Your social customer service agents are the public face of your brand, more so than in any other area of your customer service operation, because much of what they write is not only visible to the customer it is intended for, but to all of your customers. As such it is critical that you are able to properly measure the performance of your social agents, not only to ensure you are able to offer them the appropriate training and support but also to ensure you are able to properly resource your operation with the right number of agents at the right times.
In my role at Conversocial I’ve spent a lot of time talking to people about the many things you can measure your social agents on, below are the metrics that I think the best service organisations should be looking to measure and improve upon.
For many of these metrics you will want to take measurements over a reasonable period of time and develop upper and lower thresholds that you want your agents to fall within.
For me the most important measurement - are the customers being served actually leaving happy or satisfied with the service the agent is providing? You should be measuring customer satisfaction against a variety of different issues the agent has dealt with. A great agent with the right tools at their fingertips will be adept at turning unhappy customers into happy ones. The result of this is often the sum of many of the other metrics below, which if an agent performs well at then they should inevitably lead to satisfied customers.
Simply responding to customers is no longer good enough, your agents should be aiming for far more, and should be resolving customer issues in channel. As such you should be measuring whether or not your agents are actually performing at this.
Are they deflecting to other channels (phone, email, or even letter…)? Are they deflecting to other agents or teams? Is this happening where desired by business process, or to frequently? Ultimately the customer has come to you on social media expecting service, nothing irks them more than being deflected straight into another channel unnecessarily!
You should be regularly reviewing the content of a percentage of your agents messages and ensuring you are analysing all of the following:
Tone of voice - does the way they write come across the way you want your brand represented, do they convey some of their own personality whilst sticking within acceptable boundaries?
Grammar, spelling, mistakes/typos - are they taking the time to construct well written replies, or are they rushing and making mistakes?
Empathy - do they display a good sense of empathy with the customers, they might not always be able to provide the solution the customer wants but can still show empathy with them.
Repetition - one of the toughest parts of being a social agent is trying to avoid repetition of the same words and phrases across long periods of time, measuring the spread of words used by an agent can help to spot repetition and ensure you keep your operation sounding fresh.

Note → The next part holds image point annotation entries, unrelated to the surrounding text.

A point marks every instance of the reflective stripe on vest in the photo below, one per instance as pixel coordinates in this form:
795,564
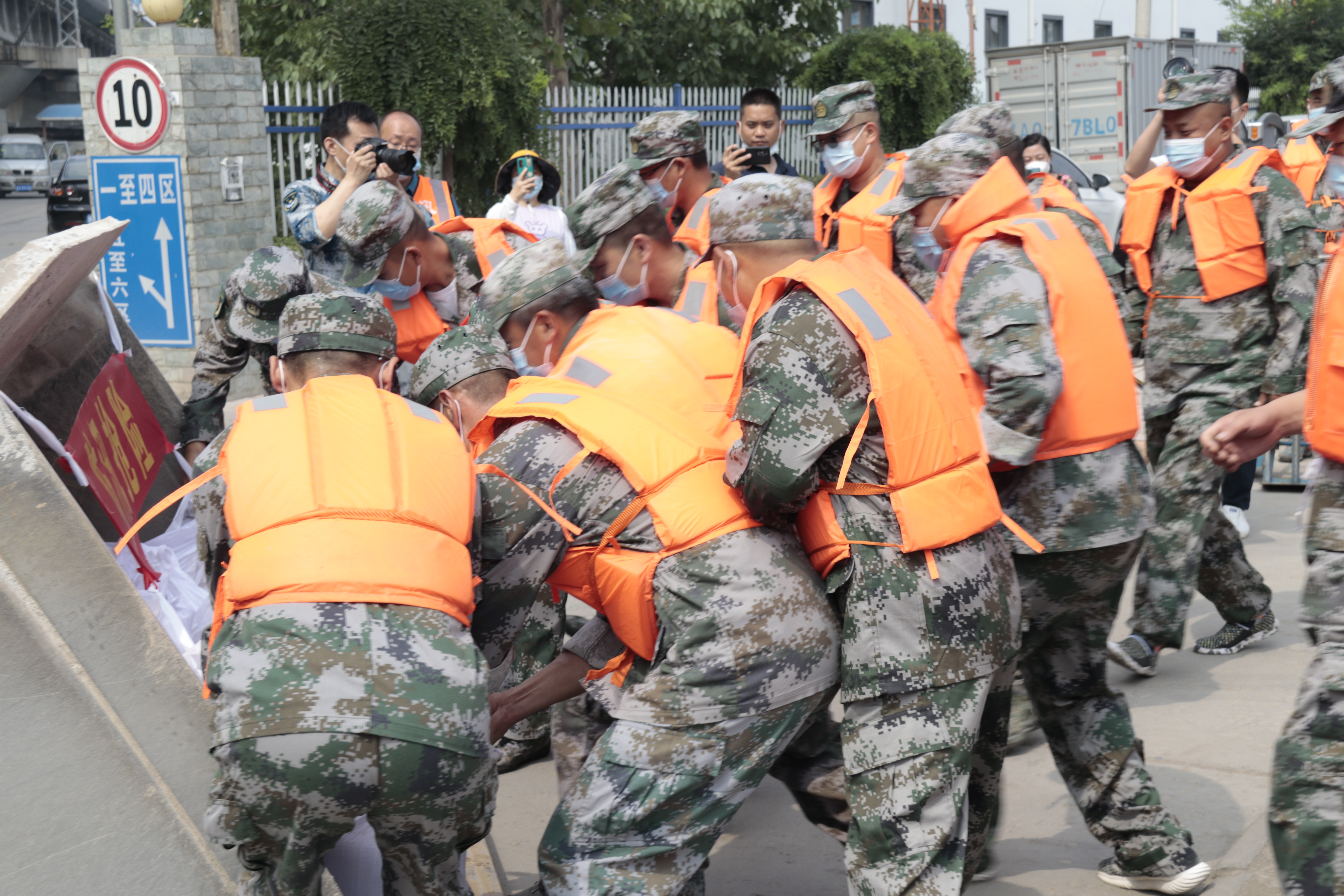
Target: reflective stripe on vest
1229,250
858,220
696,230
677,472
937,480
1097,406
1323,421
343,492
700,299
643,353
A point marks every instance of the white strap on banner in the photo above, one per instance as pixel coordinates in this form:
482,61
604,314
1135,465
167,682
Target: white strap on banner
49,439
112,322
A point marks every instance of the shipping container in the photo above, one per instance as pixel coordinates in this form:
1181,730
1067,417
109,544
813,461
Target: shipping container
1088,97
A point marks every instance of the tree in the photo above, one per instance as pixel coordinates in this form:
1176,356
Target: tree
1286,45
460,66
921,78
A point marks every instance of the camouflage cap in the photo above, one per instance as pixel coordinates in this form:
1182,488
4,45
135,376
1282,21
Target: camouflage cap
666,135
1334,111
345,322
947,166
376,218
989,120
608,205
460,353
761,207
259,289
834,107
525,277
1212,85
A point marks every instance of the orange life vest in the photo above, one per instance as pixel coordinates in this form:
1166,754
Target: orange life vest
1052,194
1323,421
677,471
1229,249
342,492
1097,406
654,354
700,297
858,220
435,197
417,322
696,230
937,479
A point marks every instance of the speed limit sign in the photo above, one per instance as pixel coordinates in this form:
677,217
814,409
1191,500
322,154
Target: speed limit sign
132,105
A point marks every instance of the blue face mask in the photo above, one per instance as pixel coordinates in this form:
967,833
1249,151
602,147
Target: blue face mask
396,289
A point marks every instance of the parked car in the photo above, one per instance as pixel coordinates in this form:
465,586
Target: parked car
69,201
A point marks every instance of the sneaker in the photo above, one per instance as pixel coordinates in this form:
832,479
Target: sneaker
1189,882
1238,519
1135,655
1234,636
515,754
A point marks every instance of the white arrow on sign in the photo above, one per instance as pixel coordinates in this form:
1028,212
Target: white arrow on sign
162,237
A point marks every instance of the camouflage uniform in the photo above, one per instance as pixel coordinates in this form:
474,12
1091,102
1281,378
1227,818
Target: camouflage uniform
377,218
927,664
1089,511
1307,809
244,327
1205,361
330,711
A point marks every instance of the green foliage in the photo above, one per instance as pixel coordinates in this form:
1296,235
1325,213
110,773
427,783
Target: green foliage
1286,45
921,78
460,66
698,43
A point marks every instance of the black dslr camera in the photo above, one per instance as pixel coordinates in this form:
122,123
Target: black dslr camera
403,162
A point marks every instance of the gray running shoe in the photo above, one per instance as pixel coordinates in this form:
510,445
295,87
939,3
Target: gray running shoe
1135,655
1233,637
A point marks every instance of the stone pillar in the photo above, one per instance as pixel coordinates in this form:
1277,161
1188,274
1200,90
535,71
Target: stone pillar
218,113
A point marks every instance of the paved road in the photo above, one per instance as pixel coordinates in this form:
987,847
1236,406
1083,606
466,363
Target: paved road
1209,727
22,220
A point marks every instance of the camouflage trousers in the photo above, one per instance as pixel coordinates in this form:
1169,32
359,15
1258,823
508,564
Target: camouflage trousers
1307,795
286,800
923,772
1191,545
651,801
1070,600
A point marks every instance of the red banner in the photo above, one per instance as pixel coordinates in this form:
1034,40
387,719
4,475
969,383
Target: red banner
120,445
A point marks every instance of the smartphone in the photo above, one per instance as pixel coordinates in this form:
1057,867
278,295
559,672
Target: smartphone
760,155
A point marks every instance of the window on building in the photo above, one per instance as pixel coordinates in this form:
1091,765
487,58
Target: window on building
859,15
997,29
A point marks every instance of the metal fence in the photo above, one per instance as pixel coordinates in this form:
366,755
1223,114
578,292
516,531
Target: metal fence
588,129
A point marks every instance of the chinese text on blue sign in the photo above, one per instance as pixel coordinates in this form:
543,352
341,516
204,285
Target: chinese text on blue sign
146,271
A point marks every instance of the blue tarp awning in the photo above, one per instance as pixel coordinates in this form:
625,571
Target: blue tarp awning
62,112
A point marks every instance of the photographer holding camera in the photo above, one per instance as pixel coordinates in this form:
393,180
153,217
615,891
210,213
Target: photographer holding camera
355,154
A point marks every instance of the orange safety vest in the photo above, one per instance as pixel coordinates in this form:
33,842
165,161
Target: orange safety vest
1097,406
654,354
858,220
1323,421
435,197
677,471
1229,249
342,492
696,230
417,322
1052,194
937,480
700,297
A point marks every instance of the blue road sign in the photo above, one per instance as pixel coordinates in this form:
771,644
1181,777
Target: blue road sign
146,271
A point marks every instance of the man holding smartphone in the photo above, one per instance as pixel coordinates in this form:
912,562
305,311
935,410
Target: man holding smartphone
760,125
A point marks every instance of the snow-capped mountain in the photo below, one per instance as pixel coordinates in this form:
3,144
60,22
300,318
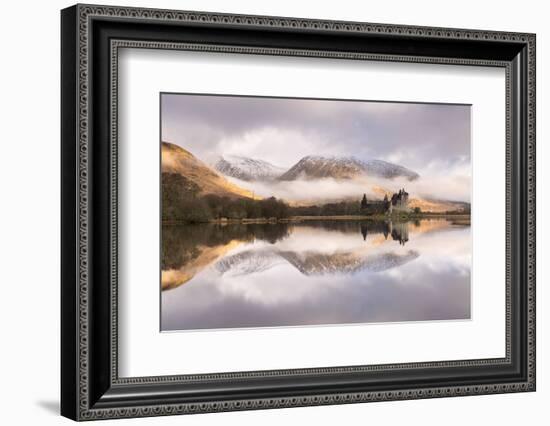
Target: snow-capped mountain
248,169
316,167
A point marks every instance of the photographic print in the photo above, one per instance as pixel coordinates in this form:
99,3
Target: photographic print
284,212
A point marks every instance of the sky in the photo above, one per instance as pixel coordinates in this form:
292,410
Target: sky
430,139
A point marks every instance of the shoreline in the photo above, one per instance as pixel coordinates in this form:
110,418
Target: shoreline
466,218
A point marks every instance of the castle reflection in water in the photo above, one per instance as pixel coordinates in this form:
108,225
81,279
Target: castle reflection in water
398,231
314,272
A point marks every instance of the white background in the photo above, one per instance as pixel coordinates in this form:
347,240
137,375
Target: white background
141,344
29,225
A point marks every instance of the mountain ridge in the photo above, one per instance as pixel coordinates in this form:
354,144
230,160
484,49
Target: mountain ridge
176,159
246,168
345,167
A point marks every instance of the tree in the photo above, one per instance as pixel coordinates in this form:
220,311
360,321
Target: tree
364,202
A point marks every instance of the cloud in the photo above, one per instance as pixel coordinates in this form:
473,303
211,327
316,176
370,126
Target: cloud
431,139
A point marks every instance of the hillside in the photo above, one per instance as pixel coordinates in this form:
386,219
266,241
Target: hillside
248,169
177,160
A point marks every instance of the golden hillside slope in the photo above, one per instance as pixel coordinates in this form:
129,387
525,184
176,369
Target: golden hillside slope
175,159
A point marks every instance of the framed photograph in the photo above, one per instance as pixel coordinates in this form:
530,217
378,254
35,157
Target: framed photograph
263,212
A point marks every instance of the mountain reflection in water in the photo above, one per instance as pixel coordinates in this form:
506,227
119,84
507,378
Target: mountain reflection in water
316,272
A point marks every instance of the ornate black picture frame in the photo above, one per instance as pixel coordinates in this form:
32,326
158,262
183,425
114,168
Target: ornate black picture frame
90,38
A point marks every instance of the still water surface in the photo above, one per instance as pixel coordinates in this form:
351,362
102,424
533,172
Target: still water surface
312,273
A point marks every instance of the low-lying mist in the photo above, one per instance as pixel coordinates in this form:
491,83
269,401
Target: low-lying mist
305,191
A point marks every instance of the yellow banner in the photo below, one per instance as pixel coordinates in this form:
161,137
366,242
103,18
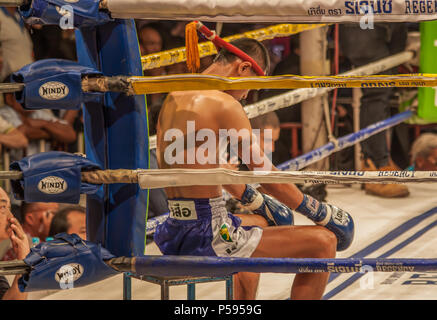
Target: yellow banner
173,56
184,82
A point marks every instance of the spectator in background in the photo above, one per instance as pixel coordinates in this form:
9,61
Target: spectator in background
289,64
15,41
360,47
10,229
424,153
36,218
151,38
53,42
268,121
71,219
36,125
10,137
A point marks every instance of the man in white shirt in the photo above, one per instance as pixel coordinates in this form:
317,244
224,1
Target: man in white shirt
15,42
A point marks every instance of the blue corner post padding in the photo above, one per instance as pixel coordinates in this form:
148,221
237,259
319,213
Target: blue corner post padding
52,177
64,263
67,14
54,84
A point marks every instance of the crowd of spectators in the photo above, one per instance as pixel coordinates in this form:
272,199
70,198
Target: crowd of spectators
23,132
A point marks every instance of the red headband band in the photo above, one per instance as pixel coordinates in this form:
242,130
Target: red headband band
220,43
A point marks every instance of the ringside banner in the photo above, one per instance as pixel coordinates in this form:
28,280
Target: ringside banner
301,11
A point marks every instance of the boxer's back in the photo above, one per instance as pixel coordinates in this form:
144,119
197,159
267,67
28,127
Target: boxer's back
191,115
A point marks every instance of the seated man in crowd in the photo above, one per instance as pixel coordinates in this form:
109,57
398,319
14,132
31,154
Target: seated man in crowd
10,137
36,125
36,218
424,153
10,229
71,219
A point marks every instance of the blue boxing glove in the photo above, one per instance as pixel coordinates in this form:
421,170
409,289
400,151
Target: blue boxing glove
64,263
332,218
52,177
54,84
67,13
275,212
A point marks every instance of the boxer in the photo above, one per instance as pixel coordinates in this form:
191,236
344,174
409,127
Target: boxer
199,223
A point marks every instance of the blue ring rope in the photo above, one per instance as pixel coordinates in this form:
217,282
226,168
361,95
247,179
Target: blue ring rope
221,266
343,142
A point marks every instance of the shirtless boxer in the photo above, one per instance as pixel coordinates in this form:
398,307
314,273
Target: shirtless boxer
199,224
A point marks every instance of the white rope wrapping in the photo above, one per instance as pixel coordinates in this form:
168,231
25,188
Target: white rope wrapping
162,178
296,96
303,11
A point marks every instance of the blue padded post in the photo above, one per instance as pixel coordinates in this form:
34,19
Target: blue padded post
116,136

Good use of social platforms - are they making the most of the social platforms they are writing responses for, are they using the full functionality available in the platform and getting the best possible responses out.
The percentage of messages the agent is responding to compared to the number they are deeming as not needing a response. The percentage levels will depend on your brand objectives on social and if you want your agents to engage purely in providing service or if you want them to build brand engagement and get involved in conversational type messages as well. The types of messages you want them responding to may also change depending on the volume of service issues and whether you are meeting your targeted SLA as responding to service queries should always be your primary goal.
It’s important to look at the types of messages an agent is dealing with, some issues will be far more complex to resolve than others, so you can’t just judge an agent based purely on volume. Understanding the volume and types of messages an agent is dealing with will give you a reasonable measure of efficiency for that agent.
Average Responses Per Hour
How many responses is an agent making per hour? This is one to be very careful with, set this to high and quality will drop, to low and agents will waste time. It is also critical to tie this back to the types of issues an agent is dealing with.
Average Handling Time
How long on average does an agent spend dealing with each conversation (analysing the messages, marking sentiment, categorising, researching the customer, composing a response, resolving the issue, etc…)? Again this will change depending on the types of issue an agent is dealing with.
Average Response Time
How long does this agent take to get back to the customer on average? Does this fall within your targeted SLA. You should use this in conjunction with other items such as types of issue being dealt with and average handling times to see if there is an issue.
Total Handling Time
Look at the total handling time for the agent, if this is a long way from the amount of time they spend on shift then there may be a problem, what else are they doing if not responding to customers? Team leaders or somebody who is present on a day to day basis should know if they are being asked to perform other activities, e.g. covering other channels during peak hours, attending training, etc...
One of the hardest to measure, but also one of the most important. For me this is arguably a step beyond customer satisfaction, the point where a customer is so happy with your service that they actually start to advocate your brand and recommend or defend you publicly on social channels.
Using the above metrics you should be able to build profiles of what good and bad looks like for your agents. This will enable you to see where agents are excelling and where they are struggling. Where they are excelling you can praise them accordingly and where they are struggling you can design training and exercises that gives them the opportunity to improve. It is also critically important to regularly review and update what good and bad looks like.
So that’s my opinion, what’s yours? I’d love to hear your thoughts on these metrics and how you go about measuring them? Is there anything you think I’ve missed that you are using to measure your agents?